Most bizarrely, the Department of Home Affairs argued that the repeal of the Howard Safeguard would somehow constitute a desirable manifestation of the doctrine of ministerial responsibility.
Such an argument betrays ignorance about the role that independent issuing authorities play in Australia, which is not to make judgments about questions of policy or national interest but rather to assess the legality of decisions to authorise the use of coercive powers by Government agencies.
This argument also overlooks that, by necessity, ASIO operates in secret and so the usual rules of public accountability and ministerial responsibility to the Parliament do not – and cannot – apply.
Under both the current and proposed new questioning warrant power, questioning by ASIO must be conducted in the presence of a prescribed authority. That is a fundamental safeguard.
When the Howard Government sought to introduce the questioning warrant power in 2003, the Australian Parliament convinced the Government to amend the bill to ensure that only eminent and highly qualified individuals could be appointed as prescribed authorities. As a result of those amendments, a prescribed authority must be a former judge of a superior court, a current Supreme Court or District Court judge or a President or Deputy President of the Administrative Appeals Tribunal.
By contrast, in its current form, this bill would allow the Attorney-General to appoint individuals who could not possibly be qualified to perform the role of prescribed authority. For example, the Attorney-General could appoint a conveyancing solicitor or a banking lawyer as prescribed authorities, provided they had 10 years’ experience in a law firm.
The Department of Home Affairs justified this departure from the existing prescribed authority model on the basis that the model has presented difficulties due to a limited pool of potential applicants.
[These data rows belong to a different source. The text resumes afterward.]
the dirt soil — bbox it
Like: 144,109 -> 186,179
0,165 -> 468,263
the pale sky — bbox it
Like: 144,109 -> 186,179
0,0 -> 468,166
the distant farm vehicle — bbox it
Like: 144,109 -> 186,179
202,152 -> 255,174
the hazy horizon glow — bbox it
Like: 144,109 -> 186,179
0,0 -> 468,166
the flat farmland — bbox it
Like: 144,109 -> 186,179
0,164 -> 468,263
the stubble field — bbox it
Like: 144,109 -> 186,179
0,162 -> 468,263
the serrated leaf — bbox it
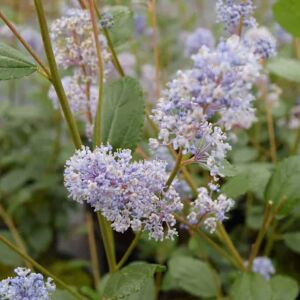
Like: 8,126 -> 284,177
265,156 -> 300,215
231,273 -> 272,300
273,0 -> 300,37
105,5 -> 134,47
103,262 -> 164,300
283,232 -> 300,253
168,256 -> 220,297
102,77 -> 144,150
270,275 -> 299,300
0,43 -> 37,80
222,163 -> 270,198
267,57 -> 300,82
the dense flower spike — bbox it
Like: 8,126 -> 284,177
244,27 -> 276,59
51,9 -> 110,82
252,256 -> 276,280
216,0 -> 256,34
0,268 -> 55,300
151,71 -> 230,176
191,35 -> 261,130
188,184 -> 234,233
185,27 -> 215,56
152,35 -> 261,177
65,146 -> 182,240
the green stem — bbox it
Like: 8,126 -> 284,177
94,1 -> 125,77
97,212 -> 117,273
0,204 -> 32,268
88,0 -> 104,146
0,235 -> 85,300
247,201 -> 273,271
264,220 -> 277,256
34,0 -> 82,149
165,148 -> 182,191
86,212 -> 100,289
175,215 -> 244,271
148,0 -> 161,100
117,231 -> 142,270
103,28 -> 125,77
265,100 -> 277,164
217,223 -> 245,271
291,129 -> 300,155
0,11 -> 51,80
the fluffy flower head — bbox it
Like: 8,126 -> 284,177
65,146 -> 182,240
216,0 -> 256,34
0,268 -> 55,300
252,256 -> 276,280
188,185 -> 234,233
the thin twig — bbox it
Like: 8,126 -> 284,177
148,0 -> 160,99
247,201 -> 273,271
88,0 -> 104,146
0,11 -> 51,80
217,223 -> 245,270
86,212 -> 100,289
175,215 -> 243,270
34,0 -> 82,149
0,204 -> 32,269
265,100 -> 277,164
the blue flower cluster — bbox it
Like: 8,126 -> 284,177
216,0 -> 256,34
0,268 -> 55,300
64,146 -> 183,240
252,256 -> 275,280
185,27 -> 215,56
188,185 -> 234,233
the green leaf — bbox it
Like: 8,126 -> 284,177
168,256 -> 220,298
231,273 -> 272,300
28,225 -> 53,253
0,230 -> 23,267
273,0 -> 300,37
51,289 -> 75,300
103,262 -> 164,300
265,156 -> 300,215
105,5 -> 134,46
222,163 -> 270,198
270,275 -> 299,300
102,77 -> 144,150
0,43 -> 37,80
267,57 -> 300,82
283,232 -> 300,253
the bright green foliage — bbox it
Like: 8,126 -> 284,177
267,57 -> 300,83
106,5 -> 133,47
231,273 -> 272,300
265,156 -> 300,214
273,0 -> 300,37
222,163 -> 270,198
283,232 -> 300,253
102,77 -> 145,150
270,275 -> 299,300
103,262 -> 164,300
0,230 -> 23,266
0,43 -> 37,80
Given the very high number of retired and current judges across Australia – and given that the current questioning warrant power has not been used in 10 years – we do not find this justification credible.
While Labor members welcome the Committee’s recommendation to tighten the eligibility criteria for prescribed authorities under the bill, we further recommend that the eligibility criteria be reassessed when the Committee reviews these powers in 2023.
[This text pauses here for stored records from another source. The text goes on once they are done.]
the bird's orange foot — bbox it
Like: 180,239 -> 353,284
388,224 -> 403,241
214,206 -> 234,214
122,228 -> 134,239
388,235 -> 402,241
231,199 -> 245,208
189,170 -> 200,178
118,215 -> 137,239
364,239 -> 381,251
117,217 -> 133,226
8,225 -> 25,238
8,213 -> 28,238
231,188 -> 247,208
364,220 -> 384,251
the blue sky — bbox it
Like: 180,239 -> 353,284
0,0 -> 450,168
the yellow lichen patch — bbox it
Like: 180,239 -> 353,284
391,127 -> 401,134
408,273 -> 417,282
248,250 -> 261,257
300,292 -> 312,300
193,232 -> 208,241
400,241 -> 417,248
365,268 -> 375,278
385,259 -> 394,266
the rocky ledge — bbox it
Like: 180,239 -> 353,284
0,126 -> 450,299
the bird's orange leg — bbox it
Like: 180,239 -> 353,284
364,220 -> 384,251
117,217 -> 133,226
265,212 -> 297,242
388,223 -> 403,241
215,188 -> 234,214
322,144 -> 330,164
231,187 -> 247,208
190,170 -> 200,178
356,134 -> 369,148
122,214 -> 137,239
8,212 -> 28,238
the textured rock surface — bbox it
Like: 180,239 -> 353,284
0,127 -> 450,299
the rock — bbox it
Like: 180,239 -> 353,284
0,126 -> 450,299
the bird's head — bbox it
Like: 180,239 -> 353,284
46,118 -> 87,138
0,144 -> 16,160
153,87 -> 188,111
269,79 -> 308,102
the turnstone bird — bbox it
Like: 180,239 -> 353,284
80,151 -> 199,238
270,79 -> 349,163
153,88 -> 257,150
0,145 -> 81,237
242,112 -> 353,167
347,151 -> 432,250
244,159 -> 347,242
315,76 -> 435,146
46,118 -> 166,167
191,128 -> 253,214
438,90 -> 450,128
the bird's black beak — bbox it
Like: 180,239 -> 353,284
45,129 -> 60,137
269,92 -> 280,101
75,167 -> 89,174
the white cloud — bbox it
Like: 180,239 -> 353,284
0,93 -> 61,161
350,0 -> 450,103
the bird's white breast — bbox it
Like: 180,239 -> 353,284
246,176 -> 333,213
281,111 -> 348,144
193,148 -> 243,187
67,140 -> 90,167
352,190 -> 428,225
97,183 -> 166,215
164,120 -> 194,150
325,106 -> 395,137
There are a number of further matters that, in our view, the Committee should have particular regard to when it undertakes its review of the measures introduced by the bill in 2023, including:
whether the issuing criteria in sections 34BA and 34BB of the bill are sufficiently stringent;
whether the safeguards designed to protect children function as intended;
whether it is appropriate to allow a questioning warrant to be issued on the basis of an oral application in an emergency situation and, if so, whether the law should provide more guidance on what an emergency actually constitutes;
whether a questioning warrant should be capable of authorising the apprehension of a minor;
whether the limitations the bill imposes on a subject’s legal practitioner are appropriate;
whether the law should be amended to remove the post-charge and imminent-charge questioning powers;
whether the framework for internal authorisation of tracking devices, which would be introduced by Schedule 2 of the bill, is appropriate (having regard to ASIO’s role as an intelligence agency as distinct from a law enforcement agency); and
whether the public reporting requirements in relation to the use of the questioning warrant powers are sufficiently detailed.
Labor members endorse Recommendations 1 to 7 of this Report, and further recommend that the bill be amended to retain the Howard Safeguard.